Дело в том, что стихия смеха, пародии, веселья чужда абсурдному мышлению. На смех абсурдисты обижаются. Они вообще народ обидчивый. Но как же сумел справиться со своей обидчивостью Пушкин? Ведь он, как мы заметили, отдавал определенную дань абсурду (правда, несоразмерную его «карточным» долгам)? Очевидно, разгадку этого нужно искать в «Гробовщике», в пире № 2. Там абсурд, что называется, приведен в исполнение: на новоселье к Адрияну являются его «православные» клиенты. И вот, как верно замечает В. Шмид, «... на своем же новоселье Адриян, считающий себя обвиненным мертвыми, так сильно отталкивает скелет Курилкина, что тот весь рассыпается. Последнее действие, умерщвление мертвого, можно рассмотреть как отмену абсурда, как возвращение гробовщика из царства мертвых в жизнь».

Расшифровка пушкинской символики в данном случае примерно такова: писатель, живущий наполовину в нашем мире, а наполовину в своем собственном, художественном мире, где все совершенно иначе, чем здесь, до абсурда доводит веру в существование своих героев (не существующих в реальной жизни, ведь что бы ни говорили о «живости» персонажей, все они по большому счету «мертвые души»), и степень его собственной веры в то, что он реалист, обуславливает степень абсурдности его мировосприятия. Он, может быть, действительно не прочь выпить за их здоровье и кровно обидеться на тех, кто засмеялся бы над этим парадоксом. Художественный мир для писателя — абсолютнейшая реальность, он в этот мир верит до фанатизма, до изрисованных чертиками стен, до ремизовского обезьяньего хвоста, без которого тот не мог работать. Культ творчества заставляет художника обставлять свою квартиру символами и атрибутами мира собственных произведений. То, что у гробовщика на кухне стоят гробы — явление культовое, сакральное. Смех по этому поводу обидел бы его религиозные чувства.
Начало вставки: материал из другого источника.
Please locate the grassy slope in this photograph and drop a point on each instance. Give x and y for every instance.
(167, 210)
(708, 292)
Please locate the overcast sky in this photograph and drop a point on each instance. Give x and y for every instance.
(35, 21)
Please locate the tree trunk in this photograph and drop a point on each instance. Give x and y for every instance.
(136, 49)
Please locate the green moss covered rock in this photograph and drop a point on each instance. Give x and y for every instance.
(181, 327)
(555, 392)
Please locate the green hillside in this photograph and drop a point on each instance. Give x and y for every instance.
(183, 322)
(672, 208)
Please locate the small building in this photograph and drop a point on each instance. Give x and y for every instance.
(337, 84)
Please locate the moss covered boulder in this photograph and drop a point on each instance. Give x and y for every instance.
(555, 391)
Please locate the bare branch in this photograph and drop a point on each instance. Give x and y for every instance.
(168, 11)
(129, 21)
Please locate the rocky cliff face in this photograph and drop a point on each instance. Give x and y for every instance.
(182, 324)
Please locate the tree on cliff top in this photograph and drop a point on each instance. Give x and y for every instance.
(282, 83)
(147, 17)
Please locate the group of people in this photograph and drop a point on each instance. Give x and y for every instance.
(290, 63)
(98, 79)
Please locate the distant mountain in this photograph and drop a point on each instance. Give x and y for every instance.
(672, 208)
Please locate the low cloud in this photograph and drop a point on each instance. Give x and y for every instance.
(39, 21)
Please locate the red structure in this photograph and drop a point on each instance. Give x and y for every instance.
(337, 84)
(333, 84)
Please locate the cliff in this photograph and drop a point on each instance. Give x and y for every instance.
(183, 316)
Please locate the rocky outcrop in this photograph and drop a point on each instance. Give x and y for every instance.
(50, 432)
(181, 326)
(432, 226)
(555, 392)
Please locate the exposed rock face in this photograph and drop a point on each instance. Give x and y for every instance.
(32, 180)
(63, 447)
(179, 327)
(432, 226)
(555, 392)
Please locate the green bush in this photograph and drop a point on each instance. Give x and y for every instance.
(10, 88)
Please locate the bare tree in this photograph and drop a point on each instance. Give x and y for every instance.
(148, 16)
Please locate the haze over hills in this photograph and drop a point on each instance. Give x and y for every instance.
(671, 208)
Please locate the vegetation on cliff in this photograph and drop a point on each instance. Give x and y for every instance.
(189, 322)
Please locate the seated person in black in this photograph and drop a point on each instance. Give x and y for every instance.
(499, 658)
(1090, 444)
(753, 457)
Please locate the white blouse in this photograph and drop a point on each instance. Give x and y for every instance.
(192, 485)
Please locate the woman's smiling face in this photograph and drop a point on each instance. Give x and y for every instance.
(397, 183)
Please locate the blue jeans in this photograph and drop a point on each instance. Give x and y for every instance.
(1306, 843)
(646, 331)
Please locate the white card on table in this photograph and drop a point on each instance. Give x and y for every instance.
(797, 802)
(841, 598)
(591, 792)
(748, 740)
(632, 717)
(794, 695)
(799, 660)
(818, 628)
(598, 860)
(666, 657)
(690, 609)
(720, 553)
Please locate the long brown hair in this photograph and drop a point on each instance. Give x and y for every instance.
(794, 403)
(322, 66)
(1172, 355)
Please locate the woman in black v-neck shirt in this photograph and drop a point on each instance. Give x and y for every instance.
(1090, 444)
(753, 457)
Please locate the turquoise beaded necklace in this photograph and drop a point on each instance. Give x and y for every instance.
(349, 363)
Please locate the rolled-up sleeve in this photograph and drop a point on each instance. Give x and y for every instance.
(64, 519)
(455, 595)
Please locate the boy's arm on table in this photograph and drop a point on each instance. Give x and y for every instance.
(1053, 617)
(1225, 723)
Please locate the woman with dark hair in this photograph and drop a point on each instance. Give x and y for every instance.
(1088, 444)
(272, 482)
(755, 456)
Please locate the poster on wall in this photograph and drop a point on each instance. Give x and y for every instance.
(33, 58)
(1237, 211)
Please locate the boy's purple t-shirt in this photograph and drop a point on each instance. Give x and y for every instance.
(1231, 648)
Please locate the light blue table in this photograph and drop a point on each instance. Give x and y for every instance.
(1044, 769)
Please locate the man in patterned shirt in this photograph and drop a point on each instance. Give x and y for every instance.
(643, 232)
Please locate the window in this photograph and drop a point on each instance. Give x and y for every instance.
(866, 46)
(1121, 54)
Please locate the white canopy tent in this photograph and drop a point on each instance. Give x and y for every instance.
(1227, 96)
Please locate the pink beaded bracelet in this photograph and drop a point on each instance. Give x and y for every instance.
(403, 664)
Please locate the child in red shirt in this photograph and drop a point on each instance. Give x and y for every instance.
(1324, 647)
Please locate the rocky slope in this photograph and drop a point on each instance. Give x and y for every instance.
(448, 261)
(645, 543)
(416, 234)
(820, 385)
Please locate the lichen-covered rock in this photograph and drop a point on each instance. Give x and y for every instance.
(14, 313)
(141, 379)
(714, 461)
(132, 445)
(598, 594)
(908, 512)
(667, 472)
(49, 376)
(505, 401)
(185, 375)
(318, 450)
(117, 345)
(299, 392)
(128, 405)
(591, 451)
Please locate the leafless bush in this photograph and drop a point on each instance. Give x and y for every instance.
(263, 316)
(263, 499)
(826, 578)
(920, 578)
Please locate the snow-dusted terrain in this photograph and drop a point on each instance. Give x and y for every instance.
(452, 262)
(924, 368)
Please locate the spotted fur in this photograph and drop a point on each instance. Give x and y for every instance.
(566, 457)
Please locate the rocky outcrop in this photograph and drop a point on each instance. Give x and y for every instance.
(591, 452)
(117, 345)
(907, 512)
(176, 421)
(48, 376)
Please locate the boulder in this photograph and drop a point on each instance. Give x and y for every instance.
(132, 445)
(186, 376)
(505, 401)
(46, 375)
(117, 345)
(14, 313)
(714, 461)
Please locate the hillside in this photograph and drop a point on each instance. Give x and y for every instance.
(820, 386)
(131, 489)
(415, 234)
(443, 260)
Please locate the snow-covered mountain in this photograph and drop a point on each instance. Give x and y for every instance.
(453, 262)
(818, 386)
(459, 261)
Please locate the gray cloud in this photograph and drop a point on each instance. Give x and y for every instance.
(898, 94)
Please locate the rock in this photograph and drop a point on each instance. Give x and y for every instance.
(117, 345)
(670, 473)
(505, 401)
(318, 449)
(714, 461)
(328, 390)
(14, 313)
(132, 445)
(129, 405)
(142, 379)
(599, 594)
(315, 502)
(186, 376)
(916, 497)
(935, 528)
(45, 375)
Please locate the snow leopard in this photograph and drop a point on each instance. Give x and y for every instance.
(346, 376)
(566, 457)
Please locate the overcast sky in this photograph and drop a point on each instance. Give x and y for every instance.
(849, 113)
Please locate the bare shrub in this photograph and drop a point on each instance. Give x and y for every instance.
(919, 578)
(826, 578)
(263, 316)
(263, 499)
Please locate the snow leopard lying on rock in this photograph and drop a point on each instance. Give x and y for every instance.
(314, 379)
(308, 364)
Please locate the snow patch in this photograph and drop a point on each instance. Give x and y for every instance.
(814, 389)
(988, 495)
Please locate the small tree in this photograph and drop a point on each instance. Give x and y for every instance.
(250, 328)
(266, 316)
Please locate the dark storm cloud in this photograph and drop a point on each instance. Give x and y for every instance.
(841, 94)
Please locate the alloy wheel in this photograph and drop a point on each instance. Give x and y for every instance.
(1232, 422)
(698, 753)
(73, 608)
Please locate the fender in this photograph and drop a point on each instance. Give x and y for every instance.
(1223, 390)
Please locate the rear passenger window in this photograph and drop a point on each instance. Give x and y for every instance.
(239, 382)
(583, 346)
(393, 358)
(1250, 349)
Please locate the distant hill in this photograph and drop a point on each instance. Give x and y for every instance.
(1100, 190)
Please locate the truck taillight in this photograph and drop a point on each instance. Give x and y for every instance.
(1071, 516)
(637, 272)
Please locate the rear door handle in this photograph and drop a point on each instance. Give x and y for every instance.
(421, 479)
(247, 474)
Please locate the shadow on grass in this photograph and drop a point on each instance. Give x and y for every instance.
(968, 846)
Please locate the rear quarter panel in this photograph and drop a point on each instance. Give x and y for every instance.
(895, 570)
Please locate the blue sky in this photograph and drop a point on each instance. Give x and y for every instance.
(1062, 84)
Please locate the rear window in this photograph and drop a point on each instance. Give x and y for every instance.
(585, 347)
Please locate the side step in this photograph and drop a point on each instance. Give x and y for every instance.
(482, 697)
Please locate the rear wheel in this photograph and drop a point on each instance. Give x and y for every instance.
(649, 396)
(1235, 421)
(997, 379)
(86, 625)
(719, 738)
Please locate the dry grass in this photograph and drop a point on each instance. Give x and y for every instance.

Мы не можем знать, где и при каких обстоятельствах Пушкин встретился со своими героями: во сне ли, наяву ли, может быть, в грезах и видениях собственного художественного мира. Во всяком случае, это случилось. Любой писатель может встретиться с осуществлением в истории собственных сюжетов, с материализацией собственных героев; абсурдист же — чаще других. Его образы материализуются с наибольшей долей вероятности (см. гл. 1).

Осуществленная художественная реальность внешней формы абсурдного произведения есть «ложное». Встреча с когда–то сочиненным «ложным» и признание теперь уже его действительной «ложности» отрезвляет.

О третьем «пире» мы можем только догадываться, но думается, что В. Шмид угадал верно: «Не исключено даже, что на третьем празднике этой новеллы, то есть на именинах у частного пристава, если опять поднимется безобидный смех над парадоксом его ремесла, он будет в состоянии смеяться с другими от всей души». Абсурд в кругу «пира» не может не быть преодолен.